The treaty specifically prohibits Colombia to use the variable tariffs formerly allowed, under which tariffs could rise as import prices declined. Temporary measures in response to sudden changes in the quantity of goods are permitted, but only on those imports which are not already subject to duty-free entry. Colombian producers have no defense against the price volatility which is destroying their livelihoods. Even the very limited agricultural safeguard mechanisms currently allowed under WTO rules are excluded from the US-Colombia treaty – a prime example of how successive trade and investment agreements layer on levels of restrictions to restrict national policy space and strengthen corporate power.
Price volatility is not the only element in this assault on food security and rural incomes.
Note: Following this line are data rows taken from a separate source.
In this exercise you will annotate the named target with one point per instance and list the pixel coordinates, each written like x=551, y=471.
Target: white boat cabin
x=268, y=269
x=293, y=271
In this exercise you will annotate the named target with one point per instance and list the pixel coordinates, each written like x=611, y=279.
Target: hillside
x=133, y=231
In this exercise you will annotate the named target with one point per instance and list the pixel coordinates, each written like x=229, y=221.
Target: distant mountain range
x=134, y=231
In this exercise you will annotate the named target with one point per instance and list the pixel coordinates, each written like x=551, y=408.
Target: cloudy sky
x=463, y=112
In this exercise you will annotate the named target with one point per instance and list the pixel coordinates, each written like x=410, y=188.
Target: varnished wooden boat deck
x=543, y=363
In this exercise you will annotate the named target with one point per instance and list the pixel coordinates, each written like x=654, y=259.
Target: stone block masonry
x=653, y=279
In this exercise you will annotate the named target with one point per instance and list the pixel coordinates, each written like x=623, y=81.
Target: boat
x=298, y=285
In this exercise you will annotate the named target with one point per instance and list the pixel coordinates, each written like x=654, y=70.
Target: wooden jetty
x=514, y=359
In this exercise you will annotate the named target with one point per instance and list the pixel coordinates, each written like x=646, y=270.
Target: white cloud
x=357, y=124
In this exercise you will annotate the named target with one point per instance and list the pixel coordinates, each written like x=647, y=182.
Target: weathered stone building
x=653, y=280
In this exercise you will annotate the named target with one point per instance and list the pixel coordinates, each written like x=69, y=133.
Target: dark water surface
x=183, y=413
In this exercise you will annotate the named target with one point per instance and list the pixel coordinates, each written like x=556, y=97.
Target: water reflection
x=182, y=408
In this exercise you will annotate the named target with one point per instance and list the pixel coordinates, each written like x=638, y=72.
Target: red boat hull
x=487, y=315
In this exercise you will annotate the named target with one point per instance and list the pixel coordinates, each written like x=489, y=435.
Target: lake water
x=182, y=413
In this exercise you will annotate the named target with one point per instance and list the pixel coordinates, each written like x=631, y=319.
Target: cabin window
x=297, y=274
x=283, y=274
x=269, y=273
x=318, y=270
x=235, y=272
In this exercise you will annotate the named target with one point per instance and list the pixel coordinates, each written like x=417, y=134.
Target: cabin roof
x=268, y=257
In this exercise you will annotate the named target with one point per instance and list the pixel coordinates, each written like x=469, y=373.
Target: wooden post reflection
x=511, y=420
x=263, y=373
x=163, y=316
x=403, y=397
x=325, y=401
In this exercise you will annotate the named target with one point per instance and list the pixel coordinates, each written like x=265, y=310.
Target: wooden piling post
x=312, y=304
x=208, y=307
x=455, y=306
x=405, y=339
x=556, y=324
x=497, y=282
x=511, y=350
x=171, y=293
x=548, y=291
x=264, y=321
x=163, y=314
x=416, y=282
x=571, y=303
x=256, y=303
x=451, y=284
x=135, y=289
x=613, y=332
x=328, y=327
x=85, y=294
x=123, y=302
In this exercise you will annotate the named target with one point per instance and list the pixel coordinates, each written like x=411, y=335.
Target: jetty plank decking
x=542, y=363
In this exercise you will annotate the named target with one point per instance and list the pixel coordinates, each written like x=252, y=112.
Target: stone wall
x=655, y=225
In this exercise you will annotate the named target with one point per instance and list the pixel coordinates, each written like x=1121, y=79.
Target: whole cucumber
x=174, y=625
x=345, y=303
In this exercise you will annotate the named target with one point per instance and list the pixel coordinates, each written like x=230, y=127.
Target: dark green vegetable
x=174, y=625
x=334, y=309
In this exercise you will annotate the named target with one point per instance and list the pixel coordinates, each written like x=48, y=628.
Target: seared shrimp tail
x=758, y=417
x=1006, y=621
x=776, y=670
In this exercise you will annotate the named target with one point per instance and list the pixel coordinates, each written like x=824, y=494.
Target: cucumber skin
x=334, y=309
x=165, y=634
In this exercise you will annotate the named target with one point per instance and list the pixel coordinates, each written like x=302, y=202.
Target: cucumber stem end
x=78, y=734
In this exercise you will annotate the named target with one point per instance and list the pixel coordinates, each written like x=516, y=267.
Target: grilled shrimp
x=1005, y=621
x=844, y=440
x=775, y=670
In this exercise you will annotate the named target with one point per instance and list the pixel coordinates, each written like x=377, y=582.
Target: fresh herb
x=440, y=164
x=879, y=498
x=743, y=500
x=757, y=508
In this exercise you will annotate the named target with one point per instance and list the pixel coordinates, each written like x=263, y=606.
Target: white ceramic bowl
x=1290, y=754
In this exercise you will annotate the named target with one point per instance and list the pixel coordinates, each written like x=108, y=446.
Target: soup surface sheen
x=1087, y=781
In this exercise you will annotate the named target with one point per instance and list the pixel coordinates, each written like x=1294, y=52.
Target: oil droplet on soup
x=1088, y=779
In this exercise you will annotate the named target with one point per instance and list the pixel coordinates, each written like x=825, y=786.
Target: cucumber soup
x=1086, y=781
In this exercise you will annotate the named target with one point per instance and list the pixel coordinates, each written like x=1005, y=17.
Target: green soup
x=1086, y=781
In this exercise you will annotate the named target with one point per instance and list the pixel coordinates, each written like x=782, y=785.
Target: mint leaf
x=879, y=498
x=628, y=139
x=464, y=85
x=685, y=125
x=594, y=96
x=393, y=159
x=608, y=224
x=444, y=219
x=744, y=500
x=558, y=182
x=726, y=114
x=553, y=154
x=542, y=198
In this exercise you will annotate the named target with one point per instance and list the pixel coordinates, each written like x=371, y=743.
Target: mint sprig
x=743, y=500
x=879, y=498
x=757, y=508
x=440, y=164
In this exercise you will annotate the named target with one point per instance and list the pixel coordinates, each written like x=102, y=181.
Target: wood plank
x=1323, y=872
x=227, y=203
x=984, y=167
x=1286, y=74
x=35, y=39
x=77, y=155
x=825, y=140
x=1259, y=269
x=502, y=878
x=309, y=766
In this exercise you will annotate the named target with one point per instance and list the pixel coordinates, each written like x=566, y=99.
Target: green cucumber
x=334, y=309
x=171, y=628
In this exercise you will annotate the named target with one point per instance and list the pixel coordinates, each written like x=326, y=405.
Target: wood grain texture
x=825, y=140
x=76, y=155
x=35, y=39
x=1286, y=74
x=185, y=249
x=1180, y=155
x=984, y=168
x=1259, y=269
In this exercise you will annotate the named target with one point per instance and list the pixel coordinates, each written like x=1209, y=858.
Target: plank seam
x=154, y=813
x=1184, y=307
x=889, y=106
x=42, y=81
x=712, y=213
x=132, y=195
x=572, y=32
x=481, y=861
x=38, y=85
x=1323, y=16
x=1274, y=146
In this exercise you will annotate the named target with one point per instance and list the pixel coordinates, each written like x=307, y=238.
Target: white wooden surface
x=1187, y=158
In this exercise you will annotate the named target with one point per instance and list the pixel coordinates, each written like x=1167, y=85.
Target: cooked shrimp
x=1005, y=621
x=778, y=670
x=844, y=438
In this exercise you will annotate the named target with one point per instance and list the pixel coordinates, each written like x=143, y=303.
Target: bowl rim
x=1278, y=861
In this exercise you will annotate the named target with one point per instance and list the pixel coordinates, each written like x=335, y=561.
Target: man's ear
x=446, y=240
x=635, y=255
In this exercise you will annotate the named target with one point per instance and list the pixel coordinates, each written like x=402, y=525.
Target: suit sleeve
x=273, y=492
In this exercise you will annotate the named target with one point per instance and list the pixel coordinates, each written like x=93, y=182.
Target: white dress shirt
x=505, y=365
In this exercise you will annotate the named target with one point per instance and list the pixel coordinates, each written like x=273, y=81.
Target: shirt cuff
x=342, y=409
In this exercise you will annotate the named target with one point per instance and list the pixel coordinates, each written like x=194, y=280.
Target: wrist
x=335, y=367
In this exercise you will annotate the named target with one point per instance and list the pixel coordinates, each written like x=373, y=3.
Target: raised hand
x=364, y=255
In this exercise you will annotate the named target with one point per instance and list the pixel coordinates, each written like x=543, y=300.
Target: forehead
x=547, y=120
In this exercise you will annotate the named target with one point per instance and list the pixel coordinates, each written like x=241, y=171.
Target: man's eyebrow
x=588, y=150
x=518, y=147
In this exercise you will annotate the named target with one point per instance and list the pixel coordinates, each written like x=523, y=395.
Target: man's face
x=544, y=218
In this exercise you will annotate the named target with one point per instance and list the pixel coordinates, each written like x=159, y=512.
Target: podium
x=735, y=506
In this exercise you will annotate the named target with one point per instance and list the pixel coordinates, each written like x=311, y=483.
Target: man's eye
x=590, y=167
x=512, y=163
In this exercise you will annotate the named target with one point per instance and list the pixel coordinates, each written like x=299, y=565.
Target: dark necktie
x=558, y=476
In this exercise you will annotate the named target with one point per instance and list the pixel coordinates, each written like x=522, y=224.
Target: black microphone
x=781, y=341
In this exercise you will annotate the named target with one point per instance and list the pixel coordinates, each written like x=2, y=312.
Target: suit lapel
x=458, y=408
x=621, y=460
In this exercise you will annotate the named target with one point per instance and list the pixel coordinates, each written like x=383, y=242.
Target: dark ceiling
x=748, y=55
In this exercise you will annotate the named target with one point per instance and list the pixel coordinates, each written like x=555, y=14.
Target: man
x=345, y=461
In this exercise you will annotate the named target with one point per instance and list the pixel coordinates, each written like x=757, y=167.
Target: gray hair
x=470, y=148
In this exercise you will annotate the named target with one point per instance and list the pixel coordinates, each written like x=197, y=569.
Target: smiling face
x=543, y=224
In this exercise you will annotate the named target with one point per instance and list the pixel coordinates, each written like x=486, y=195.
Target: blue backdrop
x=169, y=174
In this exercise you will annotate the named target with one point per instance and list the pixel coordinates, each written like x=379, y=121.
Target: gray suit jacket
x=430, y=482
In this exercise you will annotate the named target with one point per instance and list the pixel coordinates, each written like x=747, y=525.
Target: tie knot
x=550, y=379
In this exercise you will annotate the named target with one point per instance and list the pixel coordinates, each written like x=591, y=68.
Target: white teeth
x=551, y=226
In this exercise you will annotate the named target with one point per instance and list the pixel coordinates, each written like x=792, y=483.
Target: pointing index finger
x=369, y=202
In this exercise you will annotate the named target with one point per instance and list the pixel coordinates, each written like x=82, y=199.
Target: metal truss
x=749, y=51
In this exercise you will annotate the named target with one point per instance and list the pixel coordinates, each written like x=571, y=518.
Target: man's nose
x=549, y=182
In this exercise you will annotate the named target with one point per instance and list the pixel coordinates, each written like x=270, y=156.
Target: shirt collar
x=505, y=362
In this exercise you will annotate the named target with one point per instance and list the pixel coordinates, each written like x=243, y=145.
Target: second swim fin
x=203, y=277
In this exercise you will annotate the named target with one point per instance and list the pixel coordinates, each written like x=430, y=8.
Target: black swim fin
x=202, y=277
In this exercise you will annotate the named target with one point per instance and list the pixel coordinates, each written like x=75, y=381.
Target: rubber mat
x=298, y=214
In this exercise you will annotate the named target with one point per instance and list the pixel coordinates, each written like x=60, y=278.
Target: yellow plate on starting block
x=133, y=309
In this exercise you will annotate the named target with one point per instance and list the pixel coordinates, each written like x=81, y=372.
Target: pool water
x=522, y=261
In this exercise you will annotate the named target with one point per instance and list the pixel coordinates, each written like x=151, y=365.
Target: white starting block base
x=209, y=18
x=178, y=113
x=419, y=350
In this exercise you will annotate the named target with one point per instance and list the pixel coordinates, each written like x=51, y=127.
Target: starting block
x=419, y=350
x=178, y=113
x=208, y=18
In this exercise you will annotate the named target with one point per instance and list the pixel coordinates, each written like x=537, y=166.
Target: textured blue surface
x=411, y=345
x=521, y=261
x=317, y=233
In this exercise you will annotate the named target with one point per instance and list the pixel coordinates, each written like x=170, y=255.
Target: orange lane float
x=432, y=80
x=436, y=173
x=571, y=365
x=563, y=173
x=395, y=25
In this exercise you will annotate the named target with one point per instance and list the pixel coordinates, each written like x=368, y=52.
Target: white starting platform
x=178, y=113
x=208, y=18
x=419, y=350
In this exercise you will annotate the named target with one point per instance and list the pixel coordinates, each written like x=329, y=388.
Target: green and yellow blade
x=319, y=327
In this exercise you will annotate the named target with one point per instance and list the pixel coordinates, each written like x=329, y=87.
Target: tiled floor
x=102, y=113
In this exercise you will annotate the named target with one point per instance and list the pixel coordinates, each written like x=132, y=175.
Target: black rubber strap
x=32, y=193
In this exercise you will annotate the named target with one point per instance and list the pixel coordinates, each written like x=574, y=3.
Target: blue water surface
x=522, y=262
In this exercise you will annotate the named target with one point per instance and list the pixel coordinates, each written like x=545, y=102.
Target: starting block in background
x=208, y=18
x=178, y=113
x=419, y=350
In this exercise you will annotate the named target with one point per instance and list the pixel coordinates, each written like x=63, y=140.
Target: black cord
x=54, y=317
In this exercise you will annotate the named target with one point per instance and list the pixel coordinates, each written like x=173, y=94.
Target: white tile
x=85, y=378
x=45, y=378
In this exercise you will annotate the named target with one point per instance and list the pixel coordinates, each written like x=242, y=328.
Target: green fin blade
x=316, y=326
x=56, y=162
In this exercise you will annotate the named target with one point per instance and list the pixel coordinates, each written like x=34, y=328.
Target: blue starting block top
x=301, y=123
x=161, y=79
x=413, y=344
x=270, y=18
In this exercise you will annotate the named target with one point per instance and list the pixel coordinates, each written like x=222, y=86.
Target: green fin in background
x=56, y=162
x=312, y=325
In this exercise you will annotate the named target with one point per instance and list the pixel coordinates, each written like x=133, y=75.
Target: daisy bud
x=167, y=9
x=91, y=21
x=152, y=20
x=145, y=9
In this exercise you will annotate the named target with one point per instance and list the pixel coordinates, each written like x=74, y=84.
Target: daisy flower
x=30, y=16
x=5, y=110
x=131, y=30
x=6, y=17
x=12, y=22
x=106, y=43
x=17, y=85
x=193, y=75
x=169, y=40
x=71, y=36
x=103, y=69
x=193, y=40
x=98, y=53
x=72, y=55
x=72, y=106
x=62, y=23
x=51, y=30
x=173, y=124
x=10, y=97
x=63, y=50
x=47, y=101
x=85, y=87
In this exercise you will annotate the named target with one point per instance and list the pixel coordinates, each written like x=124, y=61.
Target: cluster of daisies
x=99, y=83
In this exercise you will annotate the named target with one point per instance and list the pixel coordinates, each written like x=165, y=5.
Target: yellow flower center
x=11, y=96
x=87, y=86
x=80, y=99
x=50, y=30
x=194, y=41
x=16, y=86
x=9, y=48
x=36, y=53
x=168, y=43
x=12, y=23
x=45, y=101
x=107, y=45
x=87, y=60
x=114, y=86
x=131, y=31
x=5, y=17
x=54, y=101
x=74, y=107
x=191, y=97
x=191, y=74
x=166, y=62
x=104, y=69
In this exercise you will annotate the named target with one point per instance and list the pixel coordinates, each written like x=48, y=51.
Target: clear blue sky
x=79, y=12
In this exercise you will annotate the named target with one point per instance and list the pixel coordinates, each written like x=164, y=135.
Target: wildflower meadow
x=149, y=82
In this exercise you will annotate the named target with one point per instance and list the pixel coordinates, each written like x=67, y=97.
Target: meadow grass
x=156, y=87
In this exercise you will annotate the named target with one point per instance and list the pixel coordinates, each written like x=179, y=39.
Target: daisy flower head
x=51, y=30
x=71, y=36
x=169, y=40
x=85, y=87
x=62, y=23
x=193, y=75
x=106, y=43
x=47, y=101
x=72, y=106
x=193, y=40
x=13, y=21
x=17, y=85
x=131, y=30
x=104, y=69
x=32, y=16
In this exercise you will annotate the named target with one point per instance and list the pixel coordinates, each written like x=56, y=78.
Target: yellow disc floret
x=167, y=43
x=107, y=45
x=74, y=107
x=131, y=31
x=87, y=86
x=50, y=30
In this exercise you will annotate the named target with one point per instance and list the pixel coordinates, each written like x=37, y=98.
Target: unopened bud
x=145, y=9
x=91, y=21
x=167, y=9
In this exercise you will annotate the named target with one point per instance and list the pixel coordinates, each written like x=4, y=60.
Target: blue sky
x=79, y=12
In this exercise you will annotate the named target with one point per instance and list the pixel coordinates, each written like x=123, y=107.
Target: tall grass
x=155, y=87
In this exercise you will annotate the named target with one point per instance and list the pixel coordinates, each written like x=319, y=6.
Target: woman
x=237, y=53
Financial speculation, soaring land prices and the government crackdown against “unregistered” (i.e. unpatented) seeds are all part of the picture.
Trade unionists, peasant activists and civil liberties defenders continue to be murdered with impunity despite the “safeguards” tacked on to the trade deals with the US and European Union. In July, Colombia’s ambassador to the US resigned in connection with his alleged role in transferring land owned by smallholders to giant corporations through shell companies registered abroad. Among the companies involved were US-based Cargill, Riopaila Castilla, Colombia’s largest sugar producer and a financial firm belonging to the billionaire owner of Colombia’s largest newspaper, a close friend of President Santos. Undermining food security is a joint venture of Colombian and foreign investors.
Under the slogan “We are all small farmers”, the movement is demanding the trade agreements be renegotiated or scrapped. Unions around the world should support this demand – and integrate the lessons of Colombia into the struggle to defeat the TPPA and similar anti-democratic investment agreements.